I’m focusing on films here, because similar discussion of SF literature hardly ever reaches mainstream forums. The only novel I can remember being widely talked about in the same way is Nineteen Eighty-Four, which prompted endless discussion in late 1983 about whether Orwell’s visions had “come true”.
Inevitably, almost everything “predicted” in movies set in the near future doesn’t happen.
Things To Come in 1936 is a rare example of a film that came pretty close on some points, depicting a Second World War starting at Christmas 1940. That was probably not a very wild guess in 1936, although the film also predicted the war lasting until the 1970s, when an organisation called Wings Over the World would come out of Iraq to rescue the remains of civilisation.
But 1972 came and went without the US attempting the first interstellar flight as in Planet of the Apes. NASA did not launch “the last of America’s deep space probes” in May 1987, as per TV’s Buck Rogers in the 25th Century, and a nuclear war did not start that November 22, as that series imagined, or on any of the other dates referred to in SF.
Manhattan was not turned into a high security prison in time for Air Force One to crash land there in 1997 as in Escape From New York. And there was no explosion of nuclear waste to send our moon hurtling through space with a human colony on it in 1999, as seen on television in Space: 1999.
A couple of the works mentioned above are pretty weak, but not because of their inability to read the future. It’s amusing, and sometimes enlightening, to compare the world envisaged in such stories with the real world as it turned out, but we shouldn’t make too much of it.

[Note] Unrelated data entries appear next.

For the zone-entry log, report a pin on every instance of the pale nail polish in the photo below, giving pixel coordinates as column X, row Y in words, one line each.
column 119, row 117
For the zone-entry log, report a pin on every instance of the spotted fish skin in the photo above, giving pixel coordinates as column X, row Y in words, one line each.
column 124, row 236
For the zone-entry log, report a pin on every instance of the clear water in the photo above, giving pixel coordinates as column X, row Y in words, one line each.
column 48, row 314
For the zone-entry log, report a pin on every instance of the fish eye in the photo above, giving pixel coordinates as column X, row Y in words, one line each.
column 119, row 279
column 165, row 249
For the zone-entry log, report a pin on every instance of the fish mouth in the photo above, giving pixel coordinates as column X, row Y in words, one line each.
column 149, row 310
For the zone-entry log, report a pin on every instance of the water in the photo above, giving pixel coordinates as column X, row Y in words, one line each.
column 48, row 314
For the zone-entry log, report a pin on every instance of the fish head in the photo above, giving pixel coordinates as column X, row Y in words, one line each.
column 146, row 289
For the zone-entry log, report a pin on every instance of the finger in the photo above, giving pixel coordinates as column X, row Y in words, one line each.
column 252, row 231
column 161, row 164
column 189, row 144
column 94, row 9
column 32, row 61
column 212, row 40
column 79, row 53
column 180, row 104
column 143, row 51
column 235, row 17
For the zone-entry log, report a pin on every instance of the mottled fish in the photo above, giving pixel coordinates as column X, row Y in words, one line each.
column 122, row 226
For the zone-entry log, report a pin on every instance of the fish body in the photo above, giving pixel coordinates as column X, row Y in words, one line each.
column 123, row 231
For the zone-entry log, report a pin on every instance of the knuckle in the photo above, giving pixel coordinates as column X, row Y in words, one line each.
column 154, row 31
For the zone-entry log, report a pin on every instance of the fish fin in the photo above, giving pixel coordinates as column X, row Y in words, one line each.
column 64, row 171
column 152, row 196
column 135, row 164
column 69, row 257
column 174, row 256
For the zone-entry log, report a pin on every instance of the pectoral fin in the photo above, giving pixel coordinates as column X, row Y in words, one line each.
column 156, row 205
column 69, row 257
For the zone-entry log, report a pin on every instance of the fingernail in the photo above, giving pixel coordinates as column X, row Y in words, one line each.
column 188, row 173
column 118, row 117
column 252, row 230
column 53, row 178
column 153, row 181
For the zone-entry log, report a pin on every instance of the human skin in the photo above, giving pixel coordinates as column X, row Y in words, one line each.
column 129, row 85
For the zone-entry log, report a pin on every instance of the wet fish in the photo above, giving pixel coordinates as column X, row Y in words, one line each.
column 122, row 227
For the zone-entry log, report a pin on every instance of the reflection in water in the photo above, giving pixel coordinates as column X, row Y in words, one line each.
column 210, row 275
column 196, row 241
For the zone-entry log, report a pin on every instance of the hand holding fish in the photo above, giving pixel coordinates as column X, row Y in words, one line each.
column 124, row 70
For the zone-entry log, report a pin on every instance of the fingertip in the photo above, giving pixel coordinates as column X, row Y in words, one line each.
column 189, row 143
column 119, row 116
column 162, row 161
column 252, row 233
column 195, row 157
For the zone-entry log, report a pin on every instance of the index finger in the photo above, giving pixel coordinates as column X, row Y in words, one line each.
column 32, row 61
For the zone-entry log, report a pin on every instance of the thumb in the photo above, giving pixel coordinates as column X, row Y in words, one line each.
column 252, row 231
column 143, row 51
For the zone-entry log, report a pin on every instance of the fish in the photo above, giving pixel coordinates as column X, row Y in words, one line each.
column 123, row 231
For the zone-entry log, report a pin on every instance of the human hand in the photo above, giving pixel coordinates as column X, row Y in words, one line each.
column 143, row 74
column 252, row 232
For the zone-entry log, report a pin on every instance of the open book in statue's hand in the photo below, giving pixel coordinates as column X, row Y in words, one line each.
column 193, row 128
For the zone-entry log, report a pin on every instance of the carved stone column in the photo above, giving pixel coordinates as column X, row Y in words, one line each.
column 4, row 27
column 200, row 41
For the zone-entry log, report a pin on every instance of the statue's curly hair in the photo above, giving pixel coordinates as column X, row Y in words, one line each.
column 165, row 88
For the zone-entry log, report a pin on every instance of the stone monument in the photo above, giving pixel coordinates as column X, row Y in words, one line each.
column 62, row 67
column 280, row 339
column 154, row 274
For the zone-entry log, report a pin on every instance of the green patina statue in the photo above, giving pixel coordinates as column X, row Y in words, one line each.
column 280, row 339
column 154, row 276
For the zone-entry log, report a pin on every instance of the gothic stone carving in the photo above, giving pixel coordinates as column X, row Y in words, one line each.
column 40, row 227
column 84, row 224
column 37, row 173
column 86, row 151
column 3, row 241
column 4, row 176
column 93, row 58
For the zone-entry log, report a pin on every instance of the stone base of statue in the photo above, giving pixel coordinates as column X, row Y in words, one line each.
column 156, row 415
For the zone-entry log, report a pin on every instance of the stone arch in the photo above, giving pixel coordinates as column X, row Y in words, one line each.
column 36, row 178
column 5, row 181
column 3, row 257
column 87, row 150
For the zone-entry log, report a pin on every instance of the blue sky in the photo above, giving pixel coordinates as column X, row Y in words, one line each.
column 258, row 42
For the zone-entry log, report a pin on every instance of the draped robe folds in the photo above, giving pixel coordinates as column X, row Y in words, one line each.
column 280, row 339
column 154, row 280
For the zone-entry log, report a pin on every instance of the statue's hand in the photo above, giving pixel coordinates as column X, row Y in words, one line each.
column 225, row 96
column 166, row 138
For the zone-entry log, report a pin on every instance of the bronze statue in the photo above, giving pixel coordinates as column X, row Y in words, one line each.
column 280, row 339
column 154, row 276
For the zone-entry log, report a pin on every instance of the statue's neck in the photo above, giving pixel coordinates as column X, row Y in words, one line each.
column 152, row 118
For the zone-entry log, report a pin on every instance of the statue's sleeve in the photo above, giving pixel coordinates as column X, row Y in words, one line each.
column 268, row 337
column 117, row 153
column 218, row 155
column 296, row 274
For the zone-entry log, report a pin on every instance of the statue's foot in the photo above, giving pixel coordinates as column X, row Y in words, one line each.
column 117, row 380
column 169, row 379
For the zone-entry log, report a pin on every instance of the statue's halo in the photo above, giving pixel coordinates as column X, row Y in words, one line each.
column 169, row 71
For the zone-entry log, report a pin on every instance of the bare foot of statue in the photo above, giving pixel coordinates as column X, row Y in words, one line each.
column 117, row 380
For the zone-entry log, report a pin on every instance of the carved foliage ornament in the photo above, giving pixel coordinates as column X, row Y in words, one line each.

In some cases, the authors of such stories chose a date in the near future as an easy way of engaging our interest, on the basis that “this could all happen very soon”. In other instances, such as 2001 and Blade Runner, the authors were seriously imagining the kind of world that might result if certain trends continued. It’s speculative fiction, not predictive fiction, and it tells us something about the eras in which these works were conceived.
Prediction of anything important is almost impossible. After all, hardly anyone predicted the near-collapse of the world’s financial system in 2008, despite quite a few people being well paid to watch for signs of exactly that.
George Lucas opted out of all this “Could it really happen?” discussion by setting Star Wars “a long time ago”. Others have escaped it by setting their stories in the far-flung future, when none of us will be around to quibble the accuracy of their visions, unless we are catapulted centuries into the future like Charlton Heston’s Taylor or Captain William ‘Buck’ Rogers.
But those who are brave enough to set their stories in the near future should see them discussed in more interesting terms than just “Did it come true?” In the end, the key thing these creators may really have failed to predict was that we would still be interested in their work decades later.